Musicians given star treatment in tapes created by computer whiz

December 20, 1993|By Robert A. Erlandson | Robert A. Erlandson,Staff Writer

Carlene Shears does not aspire to be Linda Ronstadt. But her mother in Maine may think so Christmas morning when she hears "Momma's Song," her daughter's musical tribute.

Paul A. George doesn't yearn to be the next Clint Black. But he wants to compose music a star of Clint Black's magnitude would add to his repertoire.

To help realize their dreams, they turned to David Beverley, 29, a musician and computer master who combines his skills to turn raw talent into a professional, finished product -- electronically.

Mr. Beverley has converted a corner of his living room into a pocket-sized studio. An electronic keyboard, sound synthesizer and mixing equipment linked to his personal computer give him the flexibility to record, enhance and refine music down to the individual note.

He compares his work to word processing -- using music instead of words. He feeds music into his computer as digital information that he can alter and enhance to produce the final work.

"Creative people usually can't handle technical things very well and vice versa, but Dave has been able to do both. He's a genius," said Mrs. Shears, 27, a Linthicum resident.

Before recording and computer technology advanced so far, recording studios were big soundproof rooms where bands and singers were taped as they performed. Today the big rooms and backup musicians can be created electronically at a fraction of the cost of the real thing.

"Now it's the quality of the equipment, not the room. Wherever you set yourself up is a recording studio," Mr. Beverley said. His equipment can filter out extraneous noise, enhance the sounds and add backup musicians with a few key presses.

Mrs. Shears strummed her guitar and sang the song she had composed in her mind three years ago. Mr. Beverley taped her, then recorded his own guitar and vocal background. Adding instrumentation from his electronic synthesizer and sound mixer, arranged and refined the work, and there it was -- a professional cassette recording.

"I've been playing guitar and singing most of my life, and I've been composing songs for years in my head," Mrs. Shears said. "Three years ago it struck me that my mother's not immortal, and I started to cry. I did the song to try to tell her how I felt.
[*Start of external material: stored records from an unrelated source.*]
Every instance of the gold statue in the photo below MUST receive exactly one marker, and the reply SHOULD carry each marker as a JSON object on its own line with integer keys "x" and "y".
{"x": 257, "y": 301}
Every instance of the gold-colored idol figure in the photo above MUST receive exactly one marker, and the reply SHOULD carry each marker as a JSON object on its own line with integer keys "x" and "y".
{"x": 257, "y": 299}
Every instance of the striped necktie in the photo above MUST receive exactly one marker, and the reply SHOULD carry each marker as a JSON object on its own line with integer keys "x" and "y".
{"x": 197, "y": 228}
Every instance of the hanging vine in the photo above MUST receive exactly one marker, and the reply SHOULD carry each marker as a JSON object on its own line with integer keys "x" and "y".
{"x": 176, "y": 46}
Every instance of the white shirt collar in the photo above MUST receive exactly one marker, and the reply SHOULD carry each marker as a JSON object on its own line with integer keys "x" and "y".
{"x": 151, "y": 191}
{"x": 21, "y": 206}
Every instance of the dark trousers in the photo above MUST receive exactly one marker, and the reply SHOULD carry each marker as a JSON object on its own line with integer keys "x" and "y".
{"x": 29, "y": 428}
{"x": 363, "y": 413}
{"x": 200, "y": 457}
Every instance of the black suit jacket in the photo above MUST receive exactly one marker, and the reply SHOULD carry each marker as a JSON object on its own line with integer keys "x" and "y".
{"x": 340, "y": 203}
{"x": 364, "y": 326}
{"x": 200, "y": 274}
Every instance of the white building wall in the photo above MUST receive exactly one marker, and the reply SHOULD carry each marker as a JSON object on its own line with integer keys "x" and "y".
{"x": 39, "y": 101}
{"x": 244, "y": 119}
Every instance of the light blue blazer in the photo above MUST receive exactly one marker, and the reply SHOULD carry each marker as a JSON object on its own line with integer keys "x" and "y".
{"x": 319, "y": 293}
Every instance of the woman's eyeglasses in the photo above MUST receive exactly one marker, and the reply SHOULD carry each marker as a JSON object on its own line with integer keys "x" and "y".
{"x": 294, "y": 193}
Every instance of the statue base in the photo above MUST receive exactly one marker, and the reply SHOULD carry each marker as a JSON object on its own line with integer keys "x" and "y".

"I sang it to her once, that Mother's Day, and she's been after me ever since to write it down and sing it into a tape recorder," Mrs. Shears said. "Boy, is she going to be surprised when she hears this. Dave made me feel like a star that day."

The computer technology "allows you to be as creative as you want," Mr. Beverley said. "I can come in here at 2 o'clock in the morning and have a whole orchestra playing. But no one else can hear because I'm doing it through headphones."

With Mr. Beverley's help, Mr. George is undertaking a more ambitious project. They're working on an album of eight to 10 of Mr. George's compositions, which they hope to release by early spring.

The complete album will cost about $3,000, Mr. Beverley said. "Labels [the music companies] want to hear a finished product when you're trying to sell them a song. It's not like the old demo tapes, where they could hear the song and then have it produced. They want the whole thing done up front now because there are so many people trying to sell songs."

The two men met in June when Mr. Beverley took a job at the Glen Burnie appliance store where Mr. George has worked for several years. They began playing guitar together, and Mr. Beverley produced a demo tape of Mr. George's song "Sunshine Lady."

"We ended up deciding to do an album together. He took the music I created and turned it into a fully finished song. We've recorded five songs so far," Mr. George said. The working title is "Believe In Yourself."

Mr. Beverley was born in Baltimore but grew up in California as a Navy brat. He taught himself to play guitar in his early teens "to help get girls."

"It worked," he said, and he was hooked on music. The family moved to Virginia, and he worked his way through community college playing guitar in local clubs and at Busch Gardens.

"I played seven nights and six days a week for two years. That's when I really became a professional musician. I always played with people who were better than me, with really good musicians. I was very lucky," Mr. Beverley said.

Settling down in Baltimore with his wife and 1-year-old son, Mr. Beverley started his company, Natural High Productions, with the idea of eventually producing recordings by artists he has discovered.

In the meantime, he said he is looking for amateurs like Mrs. Shears and budding professionals like Mr. George who want their material showcased. He will make a demo tape such as "Momma's Song" for $60 and for $200 will record as many as four songs by a band.